1 files changed, 412 insertions, 0 deletions
diff --git a/doc/rados/configuration/mon-osd-interaction.rst b/doc/rados/configuration/mon-osd-interaction.rst
new file mode 100644
index 00000000..6ef66265
--- /dev/null
+++ b/doc/rados/configuration/mon-osd-interaction.rst
@@ -0,0 +1,412 @@
+=====================================
+ Configuring Monitor/OSD Interaction
+=====================================
+
+.. index:: heartbeat
+
+After you have completed your initial Ceph configuration, you may deploy and run
+Ceph.  When you execute a command such as ``ceph health`` or ``ceph -s``,  the
+:term:`Ceph Monitor` reports on the current state of the :term:`Ceph Storage
+Cluster`. The Ceph Monitor knows about the Ceph Storage Cluster by requiring
+reports from each :term:`Ceph OSD Daemon`, and by receiving reports from Ceph
+OSD Daemons about the status of their neighboring Ceph OSD Daemons.
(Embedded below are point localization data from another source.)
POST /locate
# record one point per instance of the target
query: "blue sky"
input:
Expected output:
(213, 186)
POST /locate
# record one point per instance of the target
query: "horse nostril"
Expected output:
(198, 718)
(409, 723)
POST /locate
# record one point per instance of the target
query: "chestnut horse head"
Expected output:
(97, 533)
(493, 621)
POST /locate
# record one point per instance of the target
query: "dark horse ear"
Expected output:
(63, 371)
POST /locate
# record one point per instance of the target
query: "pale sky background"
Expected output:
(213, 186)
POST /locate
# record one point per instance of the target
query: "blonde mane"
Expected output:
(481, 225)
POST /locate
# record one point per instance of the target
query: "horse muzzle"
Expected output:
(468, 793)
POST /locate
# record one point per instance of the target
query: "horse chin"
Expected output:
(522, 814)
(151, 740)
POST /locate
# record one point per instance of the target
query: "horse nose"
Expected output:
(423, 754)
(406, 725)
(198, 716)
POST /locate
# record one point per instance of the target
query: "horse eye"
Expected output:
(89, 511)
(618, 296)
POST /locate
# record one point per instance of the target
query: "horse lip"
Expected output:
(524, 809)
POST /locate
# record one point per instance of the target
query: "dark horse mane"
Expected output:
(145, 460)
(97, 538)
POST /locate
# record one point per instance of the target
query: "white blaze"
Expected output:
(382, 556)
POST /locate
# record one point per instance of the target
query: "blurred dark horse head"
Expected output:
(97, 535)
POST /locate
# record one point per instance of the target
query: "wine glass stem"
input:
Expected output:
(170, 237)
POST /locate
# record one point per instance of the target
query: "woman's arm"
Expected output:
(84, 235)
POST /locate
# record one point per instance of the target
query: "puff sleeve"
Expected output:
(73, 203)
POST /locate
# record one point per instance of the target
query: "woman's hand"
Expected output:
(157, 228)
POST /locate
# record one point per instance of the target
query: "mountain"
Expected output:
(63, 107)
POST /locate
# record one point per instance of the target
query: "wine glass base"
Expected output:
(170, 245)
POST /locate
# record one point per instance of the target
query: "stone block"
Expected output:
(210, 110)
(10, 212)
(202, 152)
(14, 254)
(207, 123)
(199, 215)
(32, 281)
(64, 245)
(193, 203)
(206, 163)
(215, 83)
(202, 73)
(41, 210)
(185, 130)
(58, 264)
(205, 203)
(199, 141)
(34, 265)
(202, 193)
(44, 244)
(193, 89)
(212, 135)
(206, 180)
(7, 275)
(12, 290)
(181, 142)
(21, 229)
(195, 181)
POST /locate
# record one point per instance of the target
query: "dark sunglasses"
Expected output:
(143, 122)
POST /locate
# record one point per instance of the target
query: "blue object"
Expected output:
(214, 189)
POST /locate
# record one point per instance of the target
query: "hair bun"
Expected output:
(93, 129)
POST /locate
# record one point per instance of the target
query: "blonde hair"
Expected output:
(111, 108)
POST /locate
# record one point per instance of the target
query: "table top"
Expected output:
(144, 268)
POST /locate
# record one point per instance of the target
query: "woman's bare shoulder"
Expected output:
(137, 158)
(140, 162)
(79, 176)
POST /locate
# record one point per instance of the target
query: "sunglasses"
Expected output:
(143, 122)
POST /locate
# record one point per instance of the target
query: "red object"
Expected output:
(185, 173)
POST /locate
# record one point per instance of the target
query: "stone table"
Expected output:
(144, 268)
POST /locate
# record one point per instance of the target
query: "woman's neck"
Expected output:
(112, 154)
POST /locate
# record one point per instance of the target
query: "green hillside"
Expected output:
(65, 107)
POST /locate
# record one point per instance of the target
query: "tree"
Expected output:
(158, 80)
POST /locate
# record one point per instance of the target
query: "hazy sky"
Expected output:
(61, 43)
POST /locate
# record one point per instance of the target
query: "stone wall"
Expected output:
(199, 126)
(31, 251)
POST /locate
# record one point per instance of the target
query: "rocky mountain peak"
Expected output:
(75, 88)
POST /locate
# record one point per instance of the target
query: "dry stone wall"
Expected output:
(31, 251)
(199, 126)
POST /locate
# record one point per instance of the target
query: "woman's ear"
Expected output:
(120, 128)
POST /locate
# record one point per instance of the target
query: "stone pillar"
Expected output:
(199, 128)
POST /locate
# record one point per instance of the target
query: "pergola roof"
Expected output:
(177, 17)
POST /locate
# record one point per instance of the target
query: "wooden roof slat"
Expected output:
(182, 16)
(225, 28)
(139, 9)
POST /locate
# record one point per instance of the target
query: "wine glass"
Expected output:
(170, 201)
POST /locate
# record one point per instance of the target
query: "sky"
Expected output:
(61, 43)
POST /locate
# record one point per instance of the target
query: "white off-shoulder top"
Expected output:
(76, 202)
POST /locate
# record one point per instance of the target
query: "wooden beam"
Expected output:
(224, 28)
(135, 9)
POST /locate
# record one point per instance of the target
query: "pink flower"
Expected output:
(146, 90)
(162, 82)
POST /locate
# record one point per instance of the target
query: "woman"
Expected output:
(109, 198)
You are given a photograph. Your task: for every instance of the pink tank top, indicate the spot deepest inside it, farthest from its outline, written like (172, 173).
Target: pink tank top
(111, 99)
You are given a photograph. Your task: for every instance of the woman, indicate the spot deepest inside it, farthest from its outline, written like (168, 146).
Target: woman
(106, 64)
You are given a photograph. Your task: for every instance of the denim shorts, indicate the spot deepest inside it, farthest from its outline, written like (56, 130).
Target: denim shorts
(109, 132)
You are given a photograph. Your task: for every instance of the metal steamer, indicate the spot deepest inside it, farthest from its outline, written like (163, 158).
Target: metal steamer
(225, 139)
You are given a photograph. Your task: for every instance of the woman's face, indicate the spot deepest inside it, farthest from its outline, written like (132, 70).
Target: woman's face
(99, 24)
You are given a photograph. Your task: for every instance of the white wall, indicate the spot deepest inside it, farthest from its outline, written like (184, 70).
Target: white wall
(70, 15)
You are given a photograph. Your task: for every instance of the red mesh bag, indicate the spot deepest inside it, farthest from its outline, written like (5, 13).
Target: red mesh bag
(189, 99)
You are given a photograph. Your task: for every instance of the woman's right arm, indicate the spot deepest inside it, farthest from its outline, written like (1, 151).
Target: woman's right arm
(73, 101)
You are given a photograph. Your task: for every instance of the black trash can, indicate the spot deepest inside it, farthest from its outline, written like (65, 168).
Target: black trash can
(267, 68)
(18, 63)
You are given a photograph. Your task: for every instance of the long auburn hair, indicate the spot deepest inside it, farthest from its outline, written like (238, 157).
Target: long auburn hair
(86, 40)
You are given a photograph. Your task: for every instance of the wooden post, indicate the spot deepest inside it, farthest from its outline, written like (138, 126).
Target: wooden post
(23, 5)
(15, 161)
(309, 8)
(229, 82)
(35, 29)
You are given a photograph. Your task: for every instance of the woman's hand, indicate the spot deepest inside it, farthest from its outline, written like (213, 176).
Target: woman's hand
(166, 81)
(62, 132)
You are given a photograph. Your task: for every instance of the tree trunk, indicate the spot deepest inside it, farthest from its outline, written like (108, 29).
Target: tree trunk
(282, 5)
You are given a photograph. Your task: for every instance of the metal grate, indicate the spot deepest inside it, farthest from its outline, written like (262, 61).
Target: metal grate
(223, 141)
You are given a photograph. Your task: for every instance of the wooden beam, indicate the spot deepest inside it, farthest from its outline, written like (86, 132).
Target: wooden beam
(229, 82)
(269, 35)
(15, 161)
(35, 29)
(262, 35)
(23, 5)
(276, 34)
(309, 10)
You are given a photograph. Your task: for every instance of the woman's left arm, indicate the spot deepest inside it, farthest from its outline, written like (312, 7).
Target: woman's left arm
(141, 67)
If the Ceph
+Monitor doesn't receive reports, or if it receives reports of changes in the
+Ceph Storage Cluster, the Ceph Monitor updates the status of the :term:`Ceph
+Cluster Map`.
+
+Ceph provides reasonable default settings for Ceph Monitor/Ceph OSD Daemon
+interaction. However, you may override the defaults. The following sections
+describe how Ceph Monitors and Ceph OSD Daemons interact for the purposes of
+monitoring the Ceph Storage Cluster.
+
+.. index:: heartbeat interval
+
+OSDs Check Heartbeats
+=====================
+
+Each Ceph OSD Daemon checks the heartbeat of other Ceph OSD Daemons at random
+intervals less than every 6 seconds.  If a neighboring Ceph OSD Daemon doesn't
+show a heartbeat within a 20 second grace period, the Ceph OSD Daemon may
+consider the neighboring Ceph OSD Daemon ``down`` and report it back to a Ceph
+Monitor, which will update the Ceph Cluster Map. You may change this grace
+period by adding an ``osd heartbeat grace`` setting under the ``[mon]``
+and ``[osd]`` or ``[global]`` section of your Ceph configuration file,
+or by setting the value at runtime.
+
+
+.. ditaa::
+           +---------+          +---------+
+           |  OSD 1  |          |  OSD 2  |
+           +---------+          +---------+
+                |                    |
+                |----+ Heartbeat     |
+                |    | Interval      |
+                |<---+ Exceeded      |
+                |                    |
+                |       Check        |
+                |     Heartbeat      |
+                |------------------->|
+                |                    |
+                |<-------------------|
+                |   Heart Beating    |
+                |                    |
+                |----+ Heartbeat     |
+                |    | Interval      |
+                |<---+ Exceeded      |
+                |                    |
+                |       Check        |
+                |     Heartbeat      |
+                |------------------->|
+                |                    |
+                |----+ Grace         |
+                |    | Period        |
+                |<---+ Exceeded      |
+                |                    |
+                |----+ Mark          |
+                |    | OSD 2         |
+                |<---+ Down          |
+
+
+.. index:: OSD down report
+
+OSDs Report Down OSDs
+=====================
+
+By default, two Ceph OSD Daemons from different hosts must report to the Ceph
+Monitors that another Ceph OSD Daemon is ``down`` before the Ceph Monitors
+acknowledge that the reported Ceph OSD Daemon is ``down``. But there is chance
+that all the OSDs reporting the failure are hosted in a rack with a bad switch
+which has trouble connecting to another OSD. To avoid this sort of false alarm,
+we consider the peers reporting a failure a proxy for a potential "subcluster"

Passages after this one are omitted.